The ones that caved recently were British Airways. They had their ‘Normantons’, cringing and whining - and their pay rates are an embarrassment, and they fly two crew to Chicago from LHR. Delta and Southwest voted down managements offer and produced decent contracts. EBAs that dwarf the Qantas contract, with 20% and 12% profit sharing in 2019. And you want to give up pay and conditions?

If Alan Joyce thought he would make more money by outsourcing ULH at Qantas, he would have already done it. He seems to understand the game. And you don’t.

Normanton et al. dont seem to understand the ultimate joke of this game - These are replacement aircraft. They'll still be stuck as a S.O. With stagnated promotion. Even after they’ve doomed themselves to a low pay contract, and responsible for the new B Scale (sound familiar Normanton ?) of new S.O.
That's a nice personal attack. You seriously think I will be stuck as an SO with a YES vote?

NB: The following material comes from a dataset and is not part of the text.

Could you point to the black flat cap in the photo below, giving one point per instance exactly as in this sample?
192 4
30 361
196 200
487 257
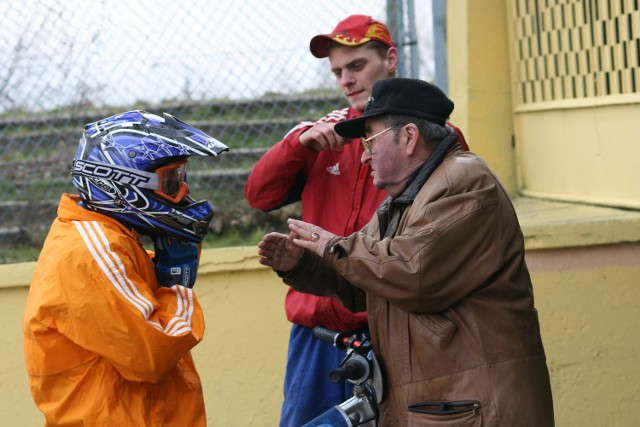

Wait till you vote NO, and a new entity is formed flying the 350. What happens when the 380/330 is retired, and replaced by 350s under the new entity? RIN's and redundancy's for all junior pilots. You familiar with what happened when the 767 was retired and replaced by nothing? Let that sink in to your sub-standard argument.

Pat yourself on the back though, because you did the right thing and tried to protect your legacy conditions for yourself.

Your logic is short sighed, flawed, mis-guided, and quite frankly embarrassing.

Originally Posted by A little birdie
My understanding is that the legal advice provided to AIPA COM last Friday was that there are few industrial protections in place to prevent what Qantas is proposing with this external crewing company should Qantas pilots vote 'no'. I also heard that AIPA is seeking urgent external opinion to more effectively inform the 10 March COM meeting.
That's a good thing.

As a union member, I would expect them to fully explore all alternatives. Lets' hope they get it right. It would be very embarrassing to recommend a NO vote based on legal advice, only to loose the 350 flying, and the court case at the same time.